DocChat — RAG Assistant

A grounded RAG assistant that answers from your documents with citations — and a 0% hallucination rate on out-of-scope queries.

Live demo Source code

React 19
TypeScript
Express
Gemini
pgvector
Postgres
SSE

A retrieval-augmented chat app over your own documents. Built the full ingestion pipeline — multi-format parsing, recursive chunking, and batch embedding into pgvector — and a real-time SSE endpoint that streams retrieval → generation → citation, with live controls for top-K and similarity threshold.

// Problem

General-purpose chatbots confidently make things up, which is unusable when answers have to come from a specific, trusted set of documents.
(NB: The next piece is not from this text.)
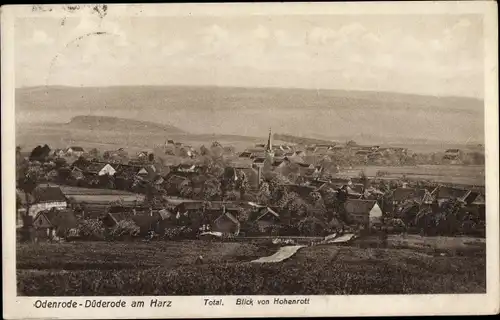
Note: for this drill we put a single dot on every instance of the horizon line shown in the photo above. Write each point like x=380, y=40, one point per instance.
x=253, y=87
I wanted an assistant that only ever answers from the source material — and clearly says when it can't.

// Approach

Strict grounding prompts plus citation extraction so every answer traces back to a chunk, and an out-of-scope guard that declines rather than guesses — achieving a 0% hallucination rate on out-of-scope queries across the test set.

// Architecture

Ingestion parses PDF/MD/TXT, chunks recursively at 512 tokens with 50-token overlap, and batch-embeds via gemini-embedding-001 into pgvector on Neon serverless Postgres. A single SSE endpoint streams the whole retrieval → generation → citation flow, with UI controls to tune top-K and cosine-similarity threshold live.

// Outcome

Tuning retrieval against a 12-case test set lifted answer accuracy from 43% to 70%, and the live similarity / top-K controls made the trade-offs visible and debuggable instead of buried in config.